Вера для казаков — фундамент совести. Она формировала свободную волю, способность делать выбор, ставший для вы­бравших служением Богу, основой нравственности. Понимая жизнь как вечную, казак находит смысл в следовании морали, выведенной не из личного блага, а из заповедей Бога. Казак был наивен как ребенок и совершал хорошие поступки не ради корысти, а потому что к этому его звала душа. Казаки считали себя равными друг другу, поскольку были равны перед Богом.

А теперь простой вопрос: отступит ли казак от своей Веры и нравственных принципов в угоду требованиям и приказам власти, какого бы уровня она ни была? Потому-то казак и был опасен для властей предержащих, что он полагал Бога выше них.

Как и для любого сообщества, для казачества всегда был верен и незыблем принцип: его безопасность зависит от воинов, воины — от чести, а честь — от религии, от Веры! Потому-то разрушение казачьих храмов и уничтожение казацких священников стало одной из главных и первоочередных задач большевиков. Они, как никто, понимали, что уничтожение духовной составляющей превращает человека в умное животное.

Советская власть с самого своего становления всеми силами уничтожала в ставшей ей подвластной огромной стране православие. Большинство монастырей было превращено в тюрьмы. Самая зловещая Сухановская тюрьма НКВД (объект № 110) была организована в Свято-Екатерининской пустыни. Не стал исключением и Дон. Боле того, именно здесь борьба с казачьей верой приняла самые разнузданные формы, вплоть до прямого глумления и насилия.

Свидетельством тому письма донских казаков. Ни один другой источник не даст такой живой и реальной картины происходившего в те годы.

1929 г. Из ст-цы Усть-Медведицкой: «Наш чудный монастырь ликвидировали, там устроили детскую колонию. Из собора хотели сделать театр, но казаки ближайших к монастырю хуторов не дали осквернить святыню. Игуменья монастыря и 40 монашек арестованы, сидят в тюрьме. Церковь Остроженскую и духовного училища закрыли, в Воскресенской церкви трех священников арестовали».

От себя добавим, что монастырь (действительно чудный, с колоннами из итальянского мрамора) до сих пор находится в затянувшейся стадии восстановления.

1929 г.: «Во время встречи Святой Пасхи, когда отблаговестили к утрене и началось богослужение и пошли вокруг храма с плащаницей и иконами, в это время с улицы через ограду комсомольцы стали бросать камнями в духовную процессию и народ. Но народ нисколько не колебался, а напротив, стал больше прибывать в церковь.
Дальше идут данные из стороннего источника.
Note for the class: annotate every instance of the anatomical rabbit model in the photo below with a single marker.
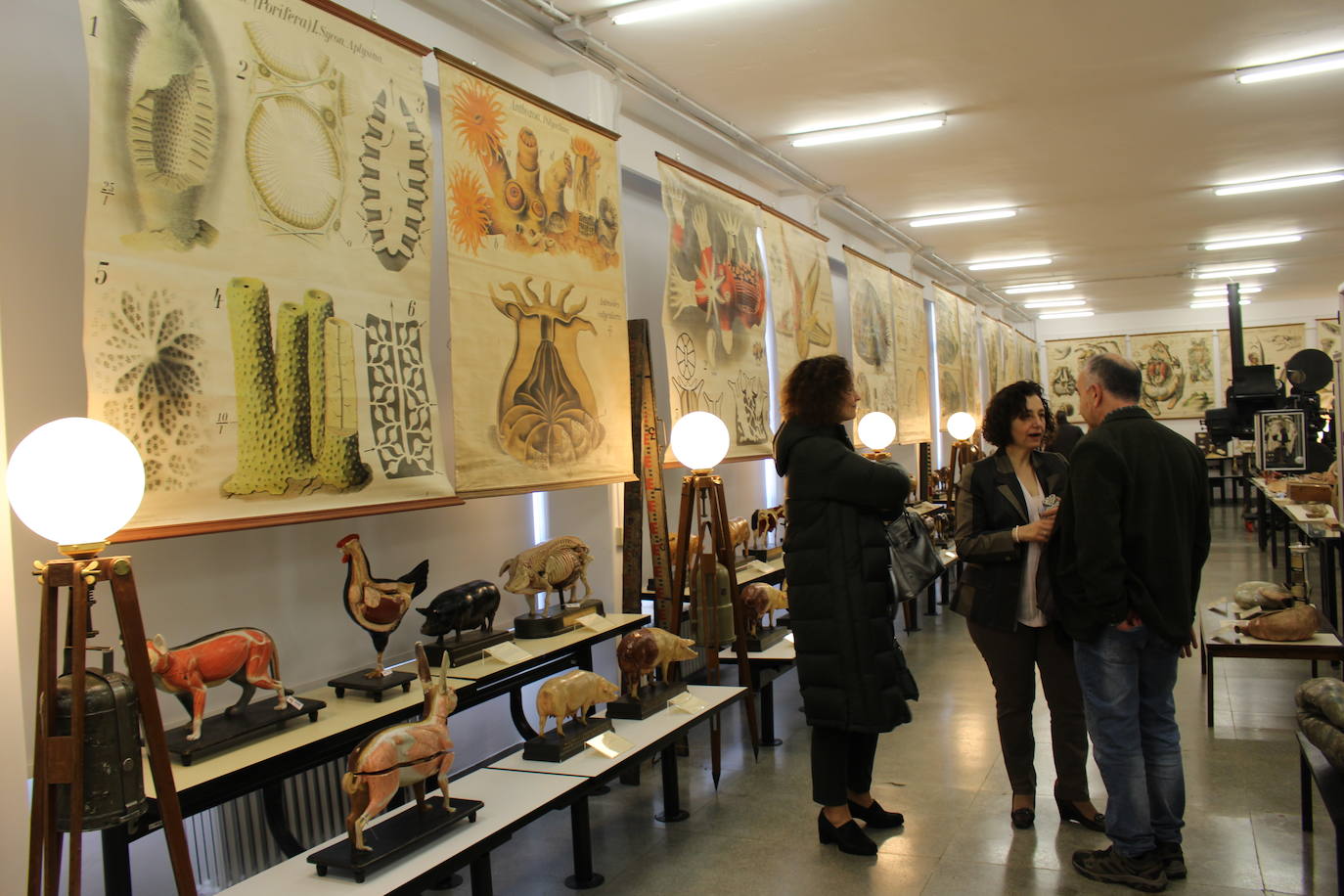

Было вышиблено окно в алтаре. Но комсомольцы не унялись этим и зажгли станицу. Первой загорелась квартира диакона. В поле, в четырех верстах от речки, был организован поджог хлеба в скирдах в девяти местах для того только, чтобы нарушить богослужение. Но народ из церкви не вышел на пожар, храм был переполнен людьми. В станице сгорело семь домов, а хлеба в поле на несколько тысяч, все у зажиточных казаков... Так мы встретили Светлое Христово Воскресение».

1930 г. 16 января:

«Церковь отобрали, и на первый день Рождества служения не было. 25 декабря сняли колокола, на второй день повыкинули иконы, разбивали, надругались, как хотели. Празд­ник мы проводили в слезах да мученье. На третий день в церкви был спектакль. Кресты сняли, поставили красные флаги. Народ плакал, не давал, но ничего не поделали. Кто отстаивал церковь, того звали в Совет; сказали, что будут передавать дело в суд».

1930 г. 25 апреля:

«У нас закрывали церкви четыре месяца. Колокола со всех церквей поспихали, какие поувезли, а какие не брали».

1931 г.:

В станице Есауловской с церкви Архистратига Михаила сняты все 12 колоколов и там же на площади кощунственно разбиты вдребезги. До боли тяжело было смотреть на этот позор, когда коммунисты молотками разбивали стародавнюю медь, которую наши предки, казаки-есауловцы, с такими стараниями многие годы добывали на свои трудовые гроши (примечательно, что за все революционное и постреволюционное время, начиная с 1917 г., не была разрушена ни одна синагога.

В свою очередь и казаки веками осознавали и чувствовали (возможно, где-то на генетическом уровне), что именно Вера, особенно в дни жестоких испытаний и смут, является гарантом сохранения их целостности и даже выживания.